Monday, April 29, 2013

Heart Tracks - The Box And The Book

     Mid 20th century British preacher and writer T. Austin-Sparks wrote, "Nobody wants God in a box, just a book.  Especially one bound in leather and gilt."  I've been thinking how really true that is of us.  We pray for "revival" but its generally, consciously or not, a revival that we can manage and direct.  One where an agreeable God listens to our desires and ideas and acts accordingly.  We say we want the God of the Bible, but we want Him to operate more in the confines of that Bible and our understanding of it, than we do in total surrender to His sovereignty and will, even when that will challenges and even destroys many or all of our cherished ideas and notions.  Yes, all things have to be tested according to the authority of scripture, but are we willing to allow Him to take us deeper into His word and our understanding of it than we may be presently walking?
    This may sound radical, but I don't think so.  Our biblical examples are many.  Peter encountered God on a rooftop and it was there that all his ideas and understanding about what was pure and what was not, who could know Him, and who could not, were shattered.  Saul, thinking he was doing the Lord's work, encountered Christ on the Damascus road, and there discovered that all he had  based his life on in the end, was contrary to who the Father and the Messiah were.  The transformation was so radical that he was no longer Saul, but Paul, a truly new creation in Christ.  He was willing to follow Christ anywhere, even when the following clashed with ideas and beliefs long held sacred in his life.  Many of us cling to that place in our lives where the Father, in Christ, first revealed Himself to us.  We want to stay in that place of understanding, because it is comfortable and familiar, yet His call to us is always to come further and deeper into His life and the depth of His word.  As Eugene Peterson writes, "There is mystery in the gospel, but it is the mystery of light, not darkness."  The Father always has more to reveal to us about Himself.  What is mystery to us today, He means to be revelation to us tomorrow.  In Matthew 11, Jesus thanked His Father for His having "Hidden these things to the wise and intelligent and have revealed them to infants."  Could it be that so many of us have become very wise and intelligent in our own eyes as to how we see and understand Him, when we need to once more be 'infants" in His arms, going deeper and deeper into His heart and ways?

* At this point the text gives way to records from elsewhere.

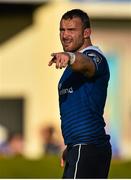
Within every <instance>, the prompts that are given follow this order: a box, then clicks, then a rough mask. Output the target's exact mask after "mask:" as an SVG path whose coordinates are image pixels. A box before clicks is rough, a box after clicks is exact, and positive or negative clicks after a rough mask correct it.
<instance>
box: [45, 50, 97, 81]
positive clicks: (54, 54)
mask: <svg viewBox="0 0 131 180" xmlns="http://www.w3.org/2000/svg"><path fill="white" fill-rule="evenodd" d="M72 55H73V56H72ZM52 56H53V58H52V60H51V61H50V62H49V64H48V65H49V66H51V65H52V64H53V63H55V64H56V68H57V69H62V68H65V67H66V66H68V65H70V66H71V68H72V70H73V71H77V72H81V73H83V74H84V75H85V76H87V77H88V78H91V77H93V75H94V74H95V64H94V63H93V61H92V60H91V59H90V58H89V57H87V56H86V55H84V54H82V53H79V52H76V53H70V52H59V53H53V54H52ZM72 57H73V59H72Z"/></svg>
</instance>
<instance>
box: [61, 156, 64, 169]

    Too many of us are like the woman with the issue of blood, willing to touch the hem of His garment, when His calling to us is to lay hold not just of the garment, but of Himself, all of Himself.  We love stories like this and so many others in His word, but somehow, the reality of it all so rarely makes into our day to day experiences.  His word and life stay confined to the Bible we heard preached from on Sunday, or heard shared in the mid-week Bible-study.  We would never say we keep Him in a box, but we're content to leave Him on the shelf with our Bible when we step out into the world we are called to overcome and show forth the power of His life in the midst of.  All the while praying for a tame revival, sent by a tame God through a tame Holy Spirit, in the person of a tame Jesus.  Revival that is orderly, not messy, and follows a pattern established by us, and best of all, changes everything around us, without disturbing too much, anything within us.
    Doctrine, correct understanding of His word is very important, but they, and all else, must be surrendered to the sovereign God who gives us both.  There is always, "So much more for us than this."  Oswald Chambers said, "When we become advocates of a creed, something dies, we do not believe God, we only believe our belief about Him."  He makes "all things new," all the time.  When our deepest desire is to go ever deeper in Him, our understanding and fruitfulness will flourish, and the only limit will be our ability to receive all that He gives.  That ability will only increase as we yield all understanding to Him.  We know He can't be kept in a box, we say it all the time.  May we also come to know He can't be kept in a book, even His book.  He is always exploding outward.